Monitoring and Maintenance

Identify Slow Queries

PostgreSQL

-- Enable slow query logging
ALTER SYSTEM SET log_min_duration_statement = 1000; -- Log queries > 1s
SELECT pg_reload_conf();

-- Install pg_stat_statements extension
CREATE EXTENSION pg_stat_statements;

-- Find slowest queries
SELECT
  query,
  calls,
  total_exec_time,
  mean_exec_time,
  max_exec_time
FROM pg_stat_statements
ORDER BY mean_exec_time DESC
LIMIT 10;

MySQL

-- Enable slow query log
SET GLOBAL slow_query_log = 'ON';
SET GLOBAL long_query_time = 1;
SET GLOBAL log_queries_not_using_indexes = 'ON';

-- Analyze slow query log
-- Use pt-query-digest from Percona Toolkit
pt-query-digest /var/log/mysql/slow-query.log

Database Maintenance

PostgreSQL VACUUM

-- Reclaim space and update statistics
VACUUM ANALYZE users;

-- Full vacuum (locks table)
VACUUM FULL users;

-- Auto-vacuum settings
ALTER TABLE users SET (autovacuum_enabled = true);
ALTER TABLE users SET (autovacuum_vacuum_scale_factor = 0.1);

Reindex

-- PostgreSQL
REINDEX TABLE users;
REINDEX INDEX idx_users_email;

-- MySQL
OPTIMIZE TABLE users;

Partitioning Large Tables

PostgreSQL Table Partitioning

-- Create partitioned table
CREATE TABLE orders (
  id BIGSERIAL,
  customer_id INTEGER,
  order_date DATE,
  total DECIMAL(10,2),
  PRIMARY KEY (id, order_date)
) PARTITION BY RANGE (order_date);

-- Create partitions
CREATE TABLE orders_2024 PARTITION OF orders
FOR VALUES FROM ('2024-01-01') TO ('2025-01-01');

CREATE TABLE orders_2025 PARTITION OF orders
FOR VALUES FROM ('2025-01-01') TO ('2026-01-01');

-- Indexes on partitioned table
CREATE INDEX idx_orders_customer ON orders(customer_id);

-- Queries automatically use correct partition
SELECT * FROM orders WHERE order_date = '2025-06-15';

Performance Testing

Load Testing with pgbench

# Initialize test database
pgbench -i -s 50 testdb

# Run benchmark
pgbench -c 10 -j 2 -t 1000 testdb

# Custom script
cat > test.sql << EOF
\set id random(1, 100000)
SELECT * FROM users WHERE id = :id;
EOF

pgbench -c 10 -f test.sql -T 60 testdb

Database Checklist

✓ Indexes on frequently queried columns
✓ No SELECT * in production code
✓ Connection pooling configured
✓ Query result caching where appropriate
✓ Slow query monitoring enabled
✓ Regular VACUUM/ANALYZE (PostgreSQL)
✓ Appropriate data types used
✓ Foreign key constraints defined
✓ Backup and recovery procedures tested
✓ Performance baselines established

Conclusion

Database optimization is an ongoing process that requires monitoring, testing, and refinement.

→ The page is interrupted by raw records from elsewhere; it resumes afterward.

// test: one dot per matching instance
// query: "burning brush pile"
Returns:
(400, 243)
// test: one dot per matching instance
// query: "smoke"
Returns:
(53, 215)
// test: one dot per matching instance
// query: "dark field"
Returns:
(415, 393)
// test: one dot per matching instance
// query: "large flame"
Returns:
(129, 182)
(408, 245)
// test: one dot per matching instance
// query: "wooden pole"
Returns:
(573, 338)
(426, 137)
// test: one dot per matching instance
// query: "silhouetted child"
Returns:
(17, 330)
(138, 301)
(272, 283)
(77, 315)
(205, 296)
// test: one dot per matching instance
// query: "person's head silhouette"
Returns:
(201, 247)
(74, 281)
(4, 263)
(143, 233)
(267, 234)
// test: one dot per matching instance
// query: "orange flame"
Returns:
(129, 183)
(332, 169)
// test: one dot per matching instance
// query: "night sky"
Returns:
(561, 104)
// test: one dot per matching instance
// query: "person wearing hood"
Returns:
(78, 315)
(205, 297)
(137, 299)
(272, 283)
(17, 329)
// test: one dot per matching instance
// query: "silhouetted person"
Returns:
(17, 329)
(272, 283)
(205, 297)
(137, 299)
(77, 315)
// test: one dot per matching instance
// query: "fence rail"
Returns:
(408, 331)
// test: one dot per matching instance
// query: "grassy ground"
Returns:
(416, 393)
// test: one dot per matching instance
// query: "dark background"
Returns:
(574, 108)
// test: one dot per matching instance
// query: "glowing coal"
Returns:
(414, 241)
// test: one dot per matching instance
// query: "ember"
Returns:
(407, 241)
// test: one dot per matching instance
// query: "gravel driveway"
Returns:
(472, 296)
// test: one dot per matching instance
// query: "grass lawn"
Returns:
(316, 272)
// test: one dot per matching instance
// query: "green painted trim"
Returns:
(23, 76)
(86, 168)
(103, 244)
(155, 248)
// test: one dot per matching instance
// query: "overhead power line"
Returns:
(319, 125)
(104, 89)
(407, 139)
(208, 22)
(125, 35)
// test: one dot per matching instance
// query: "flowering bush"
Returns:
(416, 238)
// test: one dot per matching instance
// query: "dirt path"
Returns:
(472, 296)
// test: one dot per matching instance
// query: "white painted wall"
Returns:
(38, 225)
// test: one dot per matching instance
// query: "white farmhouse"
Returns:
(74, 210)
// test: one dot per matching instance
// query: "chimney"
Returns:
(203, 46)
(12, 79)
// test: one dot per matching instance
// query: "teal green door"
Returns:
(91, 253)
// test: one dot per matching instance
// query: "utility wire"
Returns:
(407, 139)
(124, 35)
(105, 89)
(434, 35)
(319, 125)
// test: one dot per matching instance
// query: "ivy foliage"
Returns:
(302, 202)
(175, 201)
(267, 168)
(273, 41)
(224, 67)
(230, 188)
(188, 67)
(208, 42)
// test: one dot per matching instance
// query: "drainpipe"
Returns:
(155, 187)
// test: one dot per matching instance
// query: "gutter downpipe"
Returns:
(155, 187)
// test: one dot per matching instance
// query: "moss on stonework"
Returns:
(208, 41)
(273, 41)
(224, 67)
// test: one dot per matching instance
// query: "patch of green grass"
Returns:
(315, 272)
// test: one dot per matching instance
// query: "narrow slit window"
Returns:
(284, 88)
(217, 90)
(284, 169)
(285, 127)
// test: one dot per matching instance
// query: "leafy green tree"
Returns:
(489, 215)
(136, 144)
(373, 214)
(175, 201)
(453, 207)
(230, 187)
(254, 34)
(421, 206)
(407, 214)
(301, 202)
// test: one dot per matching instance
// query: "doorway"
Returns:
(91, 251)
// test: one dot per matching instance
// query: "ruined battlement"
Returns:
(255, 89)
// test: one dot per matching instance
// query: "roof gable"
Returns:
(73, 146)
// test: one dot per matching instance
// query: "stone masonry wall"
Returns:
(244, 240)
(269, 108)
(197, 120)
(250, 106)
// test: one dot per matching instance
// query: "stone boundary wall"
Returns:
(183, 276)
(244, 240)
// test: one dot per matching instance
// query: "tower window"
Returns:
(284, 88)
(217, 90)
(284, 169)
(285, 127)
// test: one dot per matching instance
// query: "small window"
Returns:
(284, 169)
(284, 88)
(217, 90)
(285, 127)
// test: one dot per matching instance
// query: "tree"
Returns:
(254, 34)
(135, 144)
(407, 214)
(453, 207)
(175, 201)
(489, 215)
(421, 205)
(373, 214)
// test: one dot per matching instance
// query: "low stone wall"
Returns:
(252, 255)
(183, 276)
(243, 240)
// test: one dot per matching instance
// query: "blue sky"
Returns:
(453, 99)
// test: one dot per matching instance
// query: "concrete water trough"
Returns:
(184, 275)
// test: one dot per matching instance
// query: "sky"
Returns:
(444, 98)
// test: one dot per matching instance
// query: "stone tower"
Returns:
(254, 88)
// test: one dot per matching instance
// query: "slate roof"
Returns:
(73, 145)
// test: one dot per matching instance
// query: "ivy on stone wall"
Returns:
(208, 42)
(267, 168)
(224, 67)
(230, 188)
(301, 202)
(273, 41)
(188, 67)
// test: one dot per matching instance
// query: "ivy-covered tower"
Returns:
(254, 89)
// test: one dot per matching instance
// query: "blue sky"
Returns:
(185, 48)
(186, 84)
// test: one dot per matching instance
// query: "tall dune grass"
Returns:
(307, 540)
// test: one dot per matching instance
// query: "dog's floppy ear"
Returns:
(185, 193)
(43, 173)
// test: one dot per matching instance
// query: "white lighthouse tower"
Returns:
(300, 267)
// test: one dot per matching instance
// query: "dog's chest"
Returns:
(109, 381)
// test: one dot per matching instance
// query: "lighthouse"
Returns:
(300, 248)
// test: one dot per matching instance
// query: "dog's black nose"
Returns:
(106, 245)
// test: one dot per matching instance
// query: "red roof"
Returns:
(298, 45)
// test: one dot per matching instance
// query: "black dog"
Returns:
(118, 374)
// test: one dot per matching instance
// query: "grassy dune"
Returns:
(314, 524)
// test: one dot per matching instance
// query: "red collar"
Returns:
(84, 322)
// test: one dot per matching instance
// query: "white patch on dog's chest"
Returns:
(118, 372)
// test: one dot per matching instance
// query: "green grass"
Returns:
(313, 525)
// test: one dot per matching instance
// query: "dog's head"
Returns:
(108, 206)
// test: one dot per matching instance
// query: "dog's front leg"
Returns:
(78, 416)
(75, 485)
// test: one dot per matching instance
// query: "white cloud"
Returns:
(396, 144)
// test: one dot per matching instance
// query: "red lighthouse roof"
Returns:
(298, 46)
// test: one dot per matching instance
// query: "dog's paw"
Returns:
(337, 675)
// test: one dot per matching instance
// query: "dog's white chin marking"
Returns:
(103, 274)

Start with proper indexing, optimize your queries, implement caching where appropriate, and use connection pooling. Always measure before and after optimization to ensure your changes have the desired effect.

Remember that premature optimization can be counterproductive. Focus first on correct functionality, then optimize based on actual performance metrics and user experience. The best optimization is often the simplest: proper indexes, efficient queries, and appropriate hardware resources.